What needs follow-up (the gaps)

  1. No way to vary the system-prompt and tool-defs sizes interactively. Practice scenario 5 in the lesson plan asks the learner to compare 5K vs. 10K system prompts, but the MicroSim hardcodes both. Adding two sliders for system_prompt_size and tool_defs_size would close this gap. Score impact: −4.
  2. The diagram does not visually distinguish cached vs. uncached portions of each App -> Claude arrow. The text annotation says "5000t cache write" but the arrow itself is a single line. Coloring the arrow segments (or using two parallel arrows per turn) would reinforce the decomposition. Score impact: −3.
  3. No "what if you forgot the cache breakpoint" comparison. A common production bug is forgetting to mark the cache breakpoint after the tool definitions, which causes the cache to invalidate on every turn. A toggle for "cache breakpoint correct vs. missing" would teach an important debugging signal. Score impact: −2.
  4. Output token growth is implicit, not annotated per arrow.
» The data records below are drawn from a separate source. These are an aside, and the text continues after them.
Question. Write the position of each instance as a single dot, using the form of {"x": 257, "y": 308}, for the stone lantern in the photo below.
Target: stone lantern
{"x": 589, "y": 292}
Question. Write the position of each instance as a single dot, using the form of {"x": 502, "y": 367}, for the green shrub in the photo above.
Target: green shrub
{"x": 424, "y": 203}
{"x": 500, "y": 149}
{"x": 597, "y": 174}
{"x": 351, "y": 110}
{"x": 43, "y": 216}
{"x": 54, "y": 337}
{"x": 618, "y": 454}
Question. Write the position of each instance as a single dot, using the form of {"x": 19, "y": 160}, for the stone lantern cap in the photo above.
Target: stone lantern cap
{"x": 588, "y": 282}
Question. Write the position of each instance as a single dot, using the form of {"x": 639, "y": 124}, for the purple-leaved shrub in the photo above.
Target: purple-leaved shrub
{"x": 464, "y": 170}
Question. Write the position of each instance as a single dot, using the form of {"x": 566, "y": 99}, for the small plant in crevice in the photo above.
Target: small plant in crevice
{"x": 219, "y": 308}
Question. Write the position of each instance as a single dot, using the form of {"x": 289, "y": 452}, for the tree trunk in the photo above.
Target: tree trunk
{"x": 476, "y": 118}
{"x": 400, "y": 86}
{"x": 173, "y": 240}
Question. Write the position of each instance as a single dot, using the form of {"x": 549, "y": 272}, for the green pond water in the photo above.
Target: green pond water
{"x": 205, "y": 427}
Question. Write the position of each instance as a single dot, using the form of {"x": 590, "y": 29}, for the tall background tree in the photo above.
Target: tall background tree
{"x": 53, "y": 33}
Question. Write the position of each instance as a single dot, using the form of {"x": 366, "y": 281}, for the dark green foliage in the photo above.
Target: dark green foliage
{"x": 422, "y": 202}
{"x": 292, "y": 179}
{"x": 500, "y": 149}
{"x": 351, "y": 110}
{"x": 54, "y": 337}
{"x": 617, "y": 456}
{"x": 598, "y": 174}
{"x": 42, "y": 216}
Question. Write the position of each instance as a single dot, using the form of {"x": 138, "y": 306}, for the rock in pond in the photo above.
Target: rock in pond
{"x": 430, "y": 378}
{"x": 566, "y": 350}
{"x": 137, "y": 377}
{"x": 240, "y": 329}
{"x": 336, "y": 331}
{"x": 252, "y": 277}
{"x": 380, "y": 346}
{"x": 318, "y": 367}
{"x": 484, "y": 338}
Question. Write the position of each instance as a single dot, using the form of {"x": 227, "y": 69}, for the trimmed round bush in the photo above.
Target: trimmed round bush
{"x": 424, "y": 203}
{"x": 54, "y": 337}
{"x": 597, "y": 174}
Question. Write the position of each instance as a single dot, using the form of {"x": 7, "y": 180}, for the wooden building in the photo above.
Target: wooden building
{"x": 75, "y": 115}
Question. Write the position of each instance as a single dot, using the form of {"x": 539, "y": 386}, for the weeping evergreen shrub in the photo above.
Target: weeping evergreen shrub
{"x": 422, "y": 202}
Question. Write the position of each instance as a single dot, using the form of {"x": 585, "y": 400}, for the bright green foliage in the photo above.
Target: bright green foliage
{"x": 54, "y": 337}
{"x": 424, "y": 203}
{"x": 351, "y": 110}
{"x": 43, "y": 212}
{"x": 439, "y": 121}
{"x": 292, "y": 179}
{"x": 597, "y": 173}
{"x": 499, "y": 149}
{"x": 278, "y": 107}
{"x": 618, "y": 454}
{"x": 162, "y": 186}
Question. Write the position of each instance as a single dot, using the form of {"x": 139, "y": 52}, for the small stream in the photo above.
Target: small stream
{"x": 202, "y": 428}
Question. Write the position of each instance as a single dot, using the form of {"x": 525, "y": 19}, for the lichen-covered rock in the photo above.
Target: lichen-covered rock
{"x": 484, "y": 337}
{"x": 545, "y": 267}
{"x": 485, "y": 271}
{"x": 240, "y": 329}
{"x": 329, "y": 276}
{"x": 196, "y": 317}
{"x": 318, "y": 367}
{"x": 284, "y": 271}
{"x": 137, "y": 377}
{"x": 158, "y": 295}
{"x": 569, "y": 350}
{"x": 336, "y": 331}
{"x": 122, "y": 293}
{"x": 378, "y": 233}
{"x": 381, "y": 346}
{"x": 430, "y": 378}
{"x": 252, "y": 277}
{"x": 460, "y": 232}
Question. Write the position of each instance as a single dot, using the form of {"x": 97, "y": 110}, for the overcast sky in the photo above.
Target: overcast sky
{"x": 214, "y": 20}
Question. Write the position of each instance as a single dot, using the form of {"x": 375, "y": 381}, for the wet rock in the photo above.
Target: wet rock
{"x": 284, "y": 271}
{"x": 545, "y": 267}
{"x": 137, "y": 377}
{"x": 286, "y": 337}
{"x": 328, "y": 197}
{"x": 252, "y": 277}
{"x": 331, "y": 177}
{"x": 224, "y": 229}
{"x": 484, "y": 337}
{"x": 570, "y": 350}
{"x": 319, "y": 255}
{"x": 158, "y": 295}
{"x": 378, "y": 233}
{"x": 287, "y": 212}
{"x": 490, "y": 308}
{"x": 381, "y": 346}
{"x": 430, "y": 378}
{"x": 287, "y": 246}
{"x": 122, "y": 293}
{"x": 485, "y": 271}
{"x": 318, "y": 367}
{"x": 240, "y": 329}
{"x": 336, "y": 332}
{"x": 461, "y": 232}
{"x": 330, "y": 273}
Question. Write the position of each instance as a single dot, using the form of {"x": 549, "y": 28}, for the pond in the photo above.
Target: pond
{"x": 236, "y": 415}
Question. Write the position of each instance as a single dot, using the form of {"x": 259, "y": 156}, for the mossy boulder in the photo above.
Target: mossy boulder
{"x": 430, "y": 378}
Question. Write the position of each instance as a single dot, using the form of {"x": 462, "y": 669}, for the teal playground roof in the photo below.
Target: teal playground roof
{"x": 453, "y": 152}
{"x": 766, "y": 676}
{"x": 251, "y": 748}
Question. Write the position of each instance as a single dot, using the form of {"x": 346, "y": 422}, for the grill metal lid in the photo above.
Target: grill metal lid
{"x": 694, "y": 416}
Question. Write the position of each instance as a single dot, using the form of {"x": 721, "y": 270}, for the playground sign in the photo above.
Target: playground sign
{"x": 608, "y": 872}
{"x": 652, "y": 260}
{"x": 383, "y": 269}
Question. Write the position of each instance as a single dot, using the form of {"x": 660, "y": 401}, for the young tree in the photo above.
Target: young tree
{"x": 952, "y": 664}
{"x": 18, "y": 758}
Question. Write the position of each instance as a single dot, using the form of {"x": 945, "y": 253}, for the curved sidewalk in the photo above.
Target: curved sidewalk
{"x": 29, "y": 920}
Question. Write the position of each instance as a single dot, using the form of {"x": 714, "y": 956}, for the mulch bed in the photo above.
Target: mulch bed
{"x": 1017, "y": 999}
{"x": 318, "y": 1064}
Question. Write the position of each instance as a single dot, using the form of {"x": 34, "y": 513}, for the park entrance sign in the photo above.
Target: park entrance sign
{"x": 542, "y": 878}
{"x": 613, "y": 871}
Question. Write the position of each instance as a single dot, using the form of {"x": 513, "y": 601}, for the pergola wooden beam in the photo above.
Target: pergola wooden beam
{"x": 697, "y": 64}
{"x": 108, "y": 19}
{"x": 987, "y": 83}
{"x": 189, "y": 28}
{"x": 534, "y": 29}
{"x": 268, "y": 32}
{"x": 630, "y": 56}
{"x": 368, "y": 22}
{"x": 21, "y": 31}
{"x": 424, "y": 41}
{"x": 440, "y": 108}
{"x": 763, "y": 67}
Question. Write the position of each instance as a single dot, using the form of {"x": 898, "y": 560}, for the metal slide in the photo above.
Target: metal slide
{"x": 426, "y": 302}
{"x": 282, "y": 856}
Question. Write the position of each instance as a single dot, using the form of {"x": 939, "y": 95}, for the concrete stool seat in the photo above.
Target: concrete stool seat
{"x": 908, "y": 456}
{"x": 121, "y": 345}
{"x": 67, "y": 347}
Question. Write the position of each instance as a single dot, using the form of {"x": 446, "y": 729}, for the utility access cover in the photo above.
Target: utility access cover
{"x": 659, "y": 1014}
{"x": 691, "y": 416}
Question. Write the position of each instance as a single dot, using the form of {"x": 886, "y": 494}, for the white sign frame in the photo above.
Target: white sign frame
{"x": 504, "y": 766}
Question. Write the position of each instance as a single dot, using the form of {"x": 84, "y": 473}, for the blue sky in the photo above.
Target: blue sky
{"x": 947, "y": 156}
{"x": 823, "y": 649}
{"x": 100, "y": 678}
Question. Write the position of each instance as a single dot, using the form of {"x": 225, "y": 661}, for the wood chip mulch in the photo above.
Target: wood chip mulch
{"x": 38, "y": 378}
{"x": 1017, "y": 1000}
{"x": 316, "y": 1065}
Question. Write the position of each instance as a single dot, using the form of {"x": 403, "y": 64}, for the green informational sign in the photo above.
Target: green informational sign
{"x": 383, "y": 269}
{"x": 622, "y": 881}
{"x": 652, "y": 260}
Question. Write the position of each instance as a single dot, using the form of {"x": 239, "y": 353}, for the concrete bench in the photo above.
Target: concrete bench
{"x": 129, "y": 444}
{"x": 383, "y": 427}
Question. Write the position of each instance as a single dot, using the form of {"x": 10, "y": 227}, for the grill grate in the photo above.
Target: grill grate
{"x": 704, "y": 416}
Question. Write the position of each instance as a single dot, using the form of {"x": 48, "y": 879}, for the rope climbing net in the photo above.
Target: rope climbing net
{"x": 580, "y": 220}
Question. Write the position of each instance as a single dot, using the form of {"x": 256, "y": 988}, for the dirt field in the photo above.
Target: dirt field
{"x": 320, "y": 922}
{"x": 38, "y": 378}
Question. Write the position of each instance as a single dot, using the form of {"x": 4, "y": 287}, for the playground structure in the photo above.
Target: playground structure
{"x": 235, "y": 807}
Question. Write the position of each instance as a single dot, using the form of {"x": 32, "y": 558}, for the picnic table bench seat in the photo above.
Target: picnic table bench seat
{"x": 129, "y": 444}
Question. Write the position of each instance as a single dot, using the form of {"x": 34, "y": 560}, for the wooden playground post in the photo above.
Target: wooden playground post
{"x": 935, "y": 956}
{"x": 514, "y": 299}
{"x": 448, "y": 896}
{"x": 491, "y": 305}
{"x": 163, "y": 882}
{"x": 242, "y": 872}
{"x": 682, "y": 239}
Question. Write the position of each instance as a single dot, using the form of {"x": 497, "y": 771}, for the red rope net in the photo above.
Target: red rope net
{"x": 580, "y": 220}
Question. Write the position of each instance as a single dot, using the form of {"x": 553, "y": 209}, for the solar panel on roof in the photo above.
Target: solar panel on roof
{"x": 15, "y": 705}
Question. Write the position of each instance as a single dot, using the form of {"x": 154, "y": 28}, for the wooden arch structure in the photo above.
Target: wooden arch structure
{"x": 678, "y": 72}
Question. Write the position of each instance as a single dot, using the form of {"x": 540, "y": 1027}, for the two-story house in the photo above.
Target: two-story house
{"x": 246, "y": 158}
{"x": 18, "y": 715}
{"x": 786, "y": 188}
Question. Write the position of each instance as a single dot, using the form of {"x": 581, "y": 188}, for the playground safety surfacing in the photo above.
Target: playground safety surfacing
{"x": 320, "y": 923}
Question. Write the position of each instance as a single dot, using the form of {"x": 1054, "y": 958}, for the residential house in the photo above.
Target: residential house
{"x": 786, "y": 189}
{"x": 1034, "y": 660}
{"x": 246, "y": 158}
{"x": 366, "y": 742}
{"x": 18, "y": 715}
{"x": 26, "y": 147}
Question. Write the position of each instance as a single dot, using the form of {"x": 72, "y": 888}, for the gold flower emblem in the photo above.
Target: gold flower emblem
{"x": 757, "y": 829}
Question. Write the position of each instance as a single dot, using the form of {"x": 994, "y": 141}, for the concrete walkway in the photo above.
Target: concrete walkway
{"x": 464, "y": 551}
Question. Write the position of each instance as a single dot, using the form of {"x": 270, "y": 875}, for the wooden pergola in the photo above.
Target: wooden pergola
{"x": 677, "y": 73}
Each Claude -> App arrow shows the output for that single turn but the cumulative output is only in the side panel. Adding a per-turn cumulative-output number on each response arrow would round out the per-turn breakdown. Score impact: −1.
  5. The 1-iteration case is awkward. With iterations = 1, the diagram shows a tool call followed by the tool result and final answer, but the "loop" framing breaks down. A label clarifying that "1 iteration = a single tool round-trip" would help. Score impact: −2.

Accessibility and clarity

  • Color contrast on the green / orange / purple legend dots passes WCAG AA at 12px text on the white panel background.
  • Color-blind safety: The four token categories (cached / uncached / output / cache-write) use distinct hues but the legend text provides full redundancy with color.
  • Keyboard accessibility: The slider and checkbox in the toolbar are native HTML controls and are keyboard-focusable. Mermaid SVG nodes are not, but the sim does not require node interaction (no hover-to-reveal); all information is visible at all times.
  • Sequence numbering is enabled in Mermaid, which gives screen-reader users a stable referent ("turn 3") for each arrow.

Cognitive load assessment

  • Default 3-iteration view: ~10 arrows with cumulative annotations and a 7-line side panel. Comfortably within the 7±2 working-memory range for the target audience.
  • 6-iteration view: Closer to 18 arrows. At the upper edge — the side panel summarizes, which is the right mitigation.
  • Side panel duplicates information intentionally: the diagram shows per-turn deltas, the panel shows cumulative totals. This is a feature for learners who want either view, not a bug.

Recommendation

Approve for use in Chapter 4 as currently implemented. The five gaps above are real but none block the L4 "examine" objective. Open follow-up tickets for items 1 (size sliders) and 2 (per-arrow color coding) — both would meaningfully strengthen the MicroSim with modest implementation effort.

The MicroSim makes the structural cost shape of multi-turn tool use visible in a way that the prose chapter cannot. That is exactly the bar for a competent L4 sim.